MoveOn.org nonsense on Social Security

MoveOn.org is back with its second misleading attack on President Bush’s proposal to create private accounts in Social Security (for part 1, see this post).

The best part is that the group’s criticism of Bush’s plan ends up promoting the same confusion as the White House by suggesting that private accounts and calculating benefits using “price indexing” are necessarily related. The truth is that they are two separate issues. Yet MoveOn makes the following highly suspect claim in an email to supporters:

Social Security privatization requires diverting taxes used to pay current benefits into private accounts. Without that money, Social Security benefits will inevitably be cut — up to 46 percent for future retirees. Even under rosy projections the private accounts don’t make up the difference. The deepest benefit cuts are for young people. Somebody in their twenties today would see benefit cuts as high as 30 percent. Should we really have to pay for Bush’s risky private accounts with our guaranteed benefits?

The claim that private accounts “inevitably” lead to benefit cuts of up to 46 percent is ridiculous. The 46 percent figure refers to someone receiving benefits in 2075 if those benefits have been calculated according to what is called “price indexing”. We could switch to price indexing whether or not private accounts are created, and private accounts would not necessarily require such deep benefit cuts if other sources of revenue were found.

MoveOn also buys into Bush’s spin when it writes that, “[e]ven under rosy projections, the private accounts don’t make up the difference.” Private accounts don’t “make up the difference” at all; despite occasional suggestions to the contrary, even the White House has admitted that they do nothing to improve the financial state of the Social Security system.

Here’s yet more nonsense:

Social Security is not going bankrupt, contrary to the president’s claims. That is a deception perpetrated in order to create the urgency for radical changes. Under conservative forecasts, the long-term challenges in Social Security do not manifest themselves until 2042. Even then Social Security has 70 percent of needed funds.

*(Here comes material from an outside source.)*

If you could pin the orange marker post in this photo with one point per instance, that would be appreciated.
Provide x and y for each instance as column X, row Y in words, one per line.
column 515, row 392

In fact, the “long-term challenges in Social Security” manifest themselves long before 2042. Bush’s claims of an impending crisis, bankruptcy, etc. are exaggerated, but the system will be running large deficits that will strain the federal budget for years before the trust fund is completely exhausted.

Finally, MoveOn makes tendentious claims about Bush’s motives:

So who does benefit? George Bush’s base. Giant financial services firms have been salivating for decades over the prospect of taking over Social Security. They’d make billions in new fees — essentially a new tax — off of our Social Security payments.

As I pointed out before, if Bush wanted to maximize the fees received by Wall Street firms, he would hardly be pushing to model the system on the federal Thrift Savings Plan, which offers only five low-expense index funds. Talk about partisan hackery.